The US Federal Reserve surprised markets last night by backtracking on its suggestion in May this year that it would begin to “taper” quantitative easing from this month.

US Fed backtracks on end to QE

Instead of winding down its asset purchase programme as previously indicated, Fed chairman Ben Bernanke said weaker than expected unemployment data had prompted the decision to delay tapering.

It also announced a cut to its growth forecast sending the US dollar down sharply after the announcement with sterling rising above $1.60 for the first time since January.

“The dollar’s plunge comes at a time when the Federal Reserve’s decision to continue adding monetary stimulus puts it in direct contrast with the UK central bank, which increasingly looks to have finished its own quantitative easing policies in response to growing evidence of a strengthening UK recovery,” said Chris Saint, head of currency dealing at Hargreaves Lansdown.

Asian stock markets and currencies meanwhile rose strongly overnight – a signal of relief that monetary stimulus is here for a bit longer.

Dominic Rossi, head of global CIO of equities at Fidelity Worldwide Investment, said the reversal was a sign the Fed acted “prematurely” in May when it indicated to the markets that tapering would start.

“This underscores the dangers of forward guidance as a policy tool. The Fed will need to spend the next few weeks clearing up the message it wishes to send to the markets. This is not ideal as we await the nomination of the next Fed chairman,” he said.

“With that said, there are sound economic reasons why the Fed has maintained its policy stance. There are no signs of rising inflationary expectations after five years of quantitative easing and nominal growth remains remarkably low at 3%. The rise in long rates over the summer highlights the sensitivity of bond markets to tapering, and this both surprised and unnerved the Fed.”

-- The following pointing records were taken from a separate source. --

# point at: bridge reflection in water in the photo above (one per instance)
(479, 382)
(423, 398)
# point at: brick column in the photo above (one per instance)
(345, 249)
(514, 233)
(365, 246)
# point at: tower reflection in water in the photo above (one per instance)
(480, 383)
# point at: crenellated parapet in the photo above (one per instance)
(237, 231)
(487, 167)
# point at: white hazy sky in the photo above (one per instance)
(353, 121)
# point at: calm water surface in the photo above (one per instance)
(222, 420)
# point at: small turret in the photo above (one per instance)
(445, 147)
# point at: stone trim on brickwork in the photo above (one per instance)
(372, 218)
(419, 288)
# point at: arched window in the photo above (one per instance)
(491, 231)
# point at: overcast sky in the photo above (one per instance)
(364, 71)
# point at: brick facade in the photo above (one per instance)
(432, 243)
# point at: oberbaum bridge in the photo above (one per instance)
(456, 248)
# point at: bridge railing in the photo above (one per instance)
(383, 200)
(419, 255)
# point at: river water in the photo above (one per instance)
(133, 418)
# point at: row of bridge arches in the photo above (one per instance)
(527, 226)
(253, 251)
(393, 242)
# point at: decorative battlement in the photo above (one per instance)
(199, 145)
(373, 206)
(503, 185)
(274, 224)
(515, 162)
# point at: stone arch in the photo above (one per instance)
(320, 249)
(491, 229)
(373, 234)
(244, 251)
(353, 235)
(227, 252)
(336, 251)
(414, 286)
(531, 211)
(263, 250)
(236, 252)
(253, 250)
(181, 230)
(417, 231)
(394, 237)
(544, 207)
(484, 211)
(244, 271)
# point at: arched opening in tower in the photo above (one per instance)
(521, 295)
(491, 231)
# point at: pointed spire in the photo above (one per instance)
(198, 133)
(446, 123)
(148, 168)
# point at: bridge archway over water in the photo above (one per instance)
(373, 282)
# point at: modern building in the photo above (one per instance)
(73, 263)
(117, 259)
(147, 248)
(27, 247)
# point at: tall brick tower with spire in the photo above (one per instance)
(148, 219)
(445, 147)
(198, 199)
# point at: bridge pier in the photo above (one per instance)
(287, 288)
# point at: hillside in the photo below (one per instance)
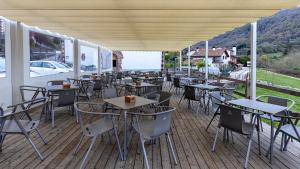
(277, 33)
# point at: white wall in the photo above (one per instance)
(5, 83)
(17, 52)
(109, 57)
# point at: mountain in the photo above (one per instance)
(277, 33)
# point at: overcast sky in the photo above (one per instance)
(141, 60)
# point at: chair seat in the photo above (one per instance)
(289, 130)
(266, 116)
(11, 126)
(98, 127)
(146, 128)
(247, 128)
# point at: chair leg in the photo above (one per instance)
(34, 147)
(52, 118)
(216, 138)
(144, 151)
(88, 152)
(181, 98)
(2, 137)
(171, 147)
(41, 136)
(258, 139)
(78, 145)
(118, 142)
(248, 152)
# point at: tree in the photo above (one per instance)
(201, 63)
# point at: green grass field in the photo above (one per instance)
(278, 79)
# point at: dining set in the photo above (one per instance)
(97, 114)
(240, 115)
(117, 106)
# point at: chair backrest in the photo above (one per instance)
(74, 81)
(231, 118)
(189, 93)
(88, 88)
(65, 97)
(98, 85)
(285, 102)
(55, 82)
(32, 92)
(127, 80)
(277, 101)
(85, 76)
(291, 121)
(119, 75)
(216, 99)
(176, 82)
(110, 92)
(163, 119)
(169, 78)
(164, 99)
(228, 93)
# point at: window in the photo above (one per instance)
(2, 49)
(106, 56)
(36, 64)
(50, 54)
(88, 58)
(47, 65)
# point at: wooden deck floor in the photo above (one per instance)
(192, 144)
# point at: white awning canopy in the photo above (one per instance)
(141, 24)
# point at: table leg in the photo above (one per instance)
(271, 140)
(125, 136)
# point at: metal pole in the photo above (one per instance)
(253, 61)
(189, 61)
(180, 61)
(206, 60)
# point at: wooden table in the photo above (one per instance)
(205, 87)
(61, 87)
(140, 87)
(268, 108)
(120, 103)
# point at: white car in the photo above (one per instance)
(42, 68)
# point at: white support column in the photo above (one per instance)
(180, 60)
(253, 61)
(17, 60)
(189, 61)
(99, 60)
(76, 67)
(206, 60)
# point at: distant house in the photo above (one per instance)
(217, 55)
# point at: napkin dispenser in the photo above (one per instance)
(66, 85)
(129, 99)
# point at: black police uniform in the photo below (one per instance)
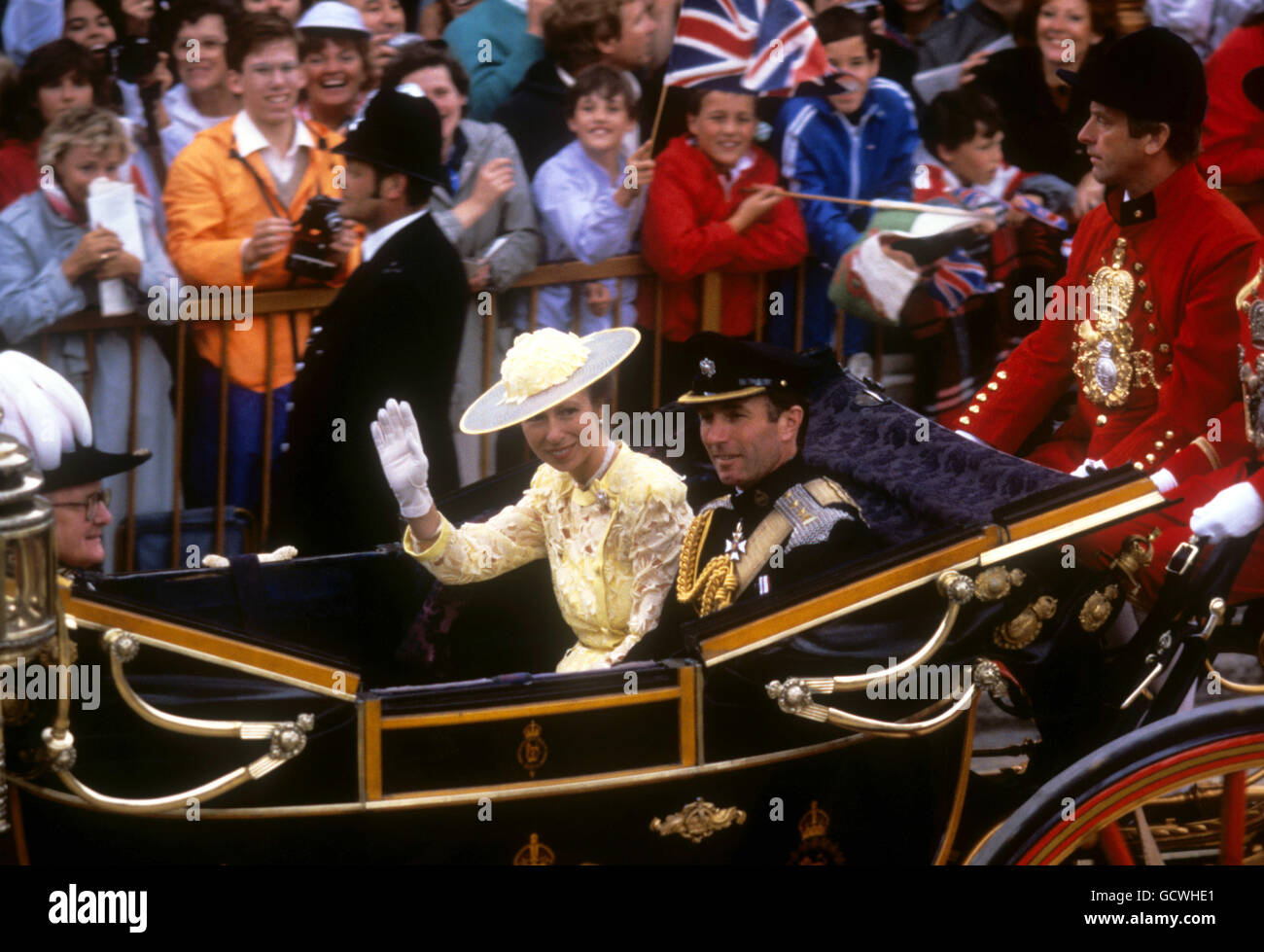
(393, 330)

Rossi justified the market’s “knee jerk reaction” to the announcement with the dollar weakening, equity markets soaring and commodities also being boosted.

And he added: “We see the Fed’s stance as bullish for equities in general, but mainly for developed markets over emerging markets, particularly as structural issues remain in the latter that show no signs of going away.

“We remain bullish on US equities above all and see weakness in the dollar as a buying opportunity. Improvements in fiscal and trade positions continue and the Fed will eventually start tapering at some point. I would sell gold into this strength and commodities generally.”

Private investors

But Patrick Connolly, a certified financial planner at Chase de Vere, warned that investors must be wary of being overly influenced by the knee jerk reaction of markets, especially as these latest comments simply delay rather than change a particular course of action.

“The US authorities will continue to operate accommodative fiscal policies and take the ongoing steps they consider necessary to support their economy. However, at some point their QE programme will need to be reduced and then stopped,” said Connolly.

“When this happens the markets are likely to react with stocks, bonds, gold and commodities falling and the US dollar strengthening. When QE is finally tapered, it will be because the US believes its economy is in a stronger and more robust shape. While equities might fall initially, if the US and other economies perform well we should then see share prices rebound, particularly for those well run companies which continue to grow and make profits.”

The longer-term story isn’t quite so positive for fixed interest.

Connolly said while a continuation of QE will support prices, yields on many assets are being held at artificially low levels and at some point are likely to revert somewhere back towards their norm, having a negative effect on prices.

And he added: “Rather than making tactical decisions based on what might happen, the best approach for investors is to hold a diversified portfolio consisting of cash, equities, fixed interest and property for the long term and not be distracted by short term market sentiment or noise.”